With every debate over Doctrine, division follows. People are kicked out, or leave, and another sect or denomination arises—another group with its own correct way, and defenders of its correct way, angrily contesting against the “false way” of the group they just divorced.

The children of such divorces learn from their parents what to do when they disagree: Attack the person, and divorce again. It is ironic that voices who most loudly denounce divorce in the marriage of people often celebrate the divorces of churches—their own, or those of their founders.

“So why do you keep calling me ‘Lord, Lord!’ when you don’t do what I say? I will show you what it’s like when someone comes to me, listens to my teaching, and then follows it. It is like a person building a house who digs deep and lays the foundation on solid rock. When the floodwaters rise and break against that house, it stands firm because it is well built. But anyone who hears and doesn’t obey is like a person who builds a house without a foundation. When the floods sweep down against that house, it will collapse into a heap of ruins.” (Luke 6:46-49)
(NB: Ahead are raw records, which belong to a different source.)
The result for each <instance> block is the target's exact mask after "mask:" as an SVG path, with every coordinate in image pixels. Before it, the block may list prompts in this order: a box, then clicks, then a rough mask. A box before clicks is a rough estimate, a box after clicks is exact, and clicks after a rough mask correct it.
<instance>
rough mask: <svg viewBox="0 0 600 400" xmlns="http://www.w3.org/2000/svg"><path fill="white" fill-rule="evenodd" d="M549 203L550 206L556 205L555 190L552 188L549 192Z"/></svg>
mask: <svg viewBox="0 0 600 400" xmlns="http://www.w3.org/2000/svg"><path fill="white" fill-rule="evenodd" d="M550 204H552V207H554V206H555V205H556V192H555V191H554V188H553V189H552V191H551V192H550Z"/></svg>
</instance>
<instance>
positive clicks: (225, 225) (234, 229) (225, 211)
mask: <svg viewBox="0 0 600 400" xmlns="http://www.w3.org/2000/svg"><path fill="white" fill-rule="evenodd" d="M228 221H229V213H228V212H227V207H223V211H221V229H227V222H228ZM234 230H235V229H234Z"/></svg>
The foundation Jesus speaks of here is not transubstantiation, Trinity, inerrancy, systematic theology, baptism, apostolic succession, textual criticism, epiclesis, Orthodoxy, Roman Catholicism, Protestantism or any such thing. The solid foundation is following what Jesus taught: “when someone comes to me, listens to my teaching, and then follows it.” 

If we want evidence that the Church has forgotten what Jesus taught, we need only consider the state of the Church—disputing not over how better to live as Jesus called us to live, or about love of God and each other, but over Concepts: doctrine, worship, authority, liturgy, baptism, gender, Communion, translation, hermeneutics, tradition, tongues, evolution, end-times, titles, music, Rapture and the internal structure of God. And a thousand thousand more. We have collapsed into a heap of warring factions, followers of this Concept fighting followers of that Concept. We are obsessed.

The problem is that our foundation is not God, not even Scripture. It is instead Philosophy, and its Concepts. We worship our own ideas.

We are not doing what Jesus told us to do.